West Chadic language spoken in Nigeria

Tangale (Tangle) is a West Chadic language spoken in Northern region of Nigeria. The vast majority of the native speakers are found across Akko, Billiri, Kaltungo and Shongom Local Government Area of Gombe State Nigeria.

==Phonology==

There are nine Tangale vowels. Each occurs in a contrastive long and short form.

Tangale vowels
|  | Front |  | Back |  |
| close | open |  | close |
| High | i | ɪ | ʊ | u |
| Mid | e | ɛ | ɔ | o |
| Low |  | a |  |  |

There are up to 34 consonant phonemes in the language, including implosive stops, prenasalized stops, and labialized consonants. The language uses two levels of contrastive tone.

A prominent feature of Tangale is vowel harmony. Suffixes control whether all the vowels in a word are open or close.

==Grammar==

===Nouns===

Nouns have a masculine or feminine gender, but this is not marked on the noun. The difference in gender is only seen in the agreement system (covert gender). Nouns are not marked for plural, except for the word "child" which has an irregular plural form. A suffix -i marks definite nouns. Nouns can also take a possessive suffix, which indexes the possessor of the noun (possessor agreement).

===Verbs===

Verbs are bound roots of the following segmental shapes: CVC-, CVːC-, CV(m)CC-, and CVCː-. Verb roots can be marked for verbal plurality in nine different ways including reduplication, suffixation, infixation and devoicing. A subclass of about 30 verbs have shorter roots with only one consonant.
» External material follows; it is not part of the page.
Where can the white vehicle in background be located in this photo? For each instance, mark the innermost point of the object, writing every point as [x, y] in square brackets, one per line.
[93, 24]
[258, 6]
Verbs stems are marked with one of nine tense-aspect-mood (TAM) suffixes:
1. Imperative-Subjunctive
2. Aorist-Intentional
3. Aorist-Subjunctive
4. Progressive I
5. Future
6. Perfect I
7. Perfect II (Dependent or Repetitive Perfect)
8. Progressive II
9. Habitual

In addition, verbs in some TAM can take an Altrilocal-Ventive or Distance suffix.

===Ideophones===

Ideophones are an "emotional-expressive" word class. Morphologically, ideophones are typically disyllabic and have a word-final coda. They also have an alternate form derived by total reduplication. Ideophones only carry low tone.

===Pronouns===

The pronominal systems distinguishes 8 categories: three persons, singular & plural, and a gender distinction in second and third person singular forms. There are three types of independent (or absolute) pronouns. Subject pronouns also have three forms which are distinguished by their use in different TAMs. Object and indirect object pronominals are suffixed to the verb. The possessive suffix (or possessor agreement suffix) attaches to nouns and indexes the possessor following the same categories as other pronominals. A reflexive pronoun is formed by the word kɪɪ with a possessive suffix.

===Negation===

Nominal and verbal predicates are negated by what is described as a suffix -m.

==Literature==
J.S.Hall of the Sudan Interior Mission worked with the Tangale people and created literature in the language. In 1920 the Gospel of Luke was published by the British and Foreign Bible Society followed by Ruth and Jonah in 1922, then Acts in 1922, the Gospel of Matthew in 1927, Romans in 1928, the epistles of Paul in 1929 and then the New Testament in 1932.